Hello Mr. @AllenPitts,

It looks like you are going through your bin of microcontrollers, and sequentially putting them under test with different peripherals, this round, the WS2812B. I am all for knowing what you have available, but you should update your other project with ATtiny85 and WS2812B if you have completed it...

... and not abandon this topic for another forum... who have answered your questions. Please, be kind to the helpers.

Your 5volt-logic strip might not work with the 3.3volt-logic of that processor.
A logic-level converter might be needed.
Leo..

Hello @sonofcy @xfpd @Wawa and the Arduino forum,

Finally got the XIAO SAMD21 to WS2812b system work using the schematic posted July 21 in post # 1.

Working on a hunch the first RGB LED in the strip was
cut off and the strip reconnected. The strip began to operate as expected.

The hunch was that the first LED would come on and remain green. So that meant strip was getting power but something about the data in was defective.

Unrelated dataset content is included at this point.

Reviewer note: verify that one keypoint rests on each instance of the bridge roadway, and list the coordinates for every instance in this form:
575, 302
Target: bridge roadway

It is surmised that the LEDs in the WS28212b strips
are connected in serial instead of parallel so if the first
unit is defective all subsequent LEDS will not get data.

Thanks for the excellent replies.

Allen Pitts

Correct. If your first WS2812 is dead, none will light.

Normally, on WS2812 strips, solder tabs connect GND, VCC and DOUT to DIN. Solder jumpers from the "good" pads past the "bad" pads, to the next "good" pads.

If no solder tabs exist between WS2812 #1 and WS2812 #2, physically remove WS2812 #1, then solder jumper wires from DATA_IN to DATA_OUT, input GND to WS2812 GND, and input VCC to WS2812 VCC.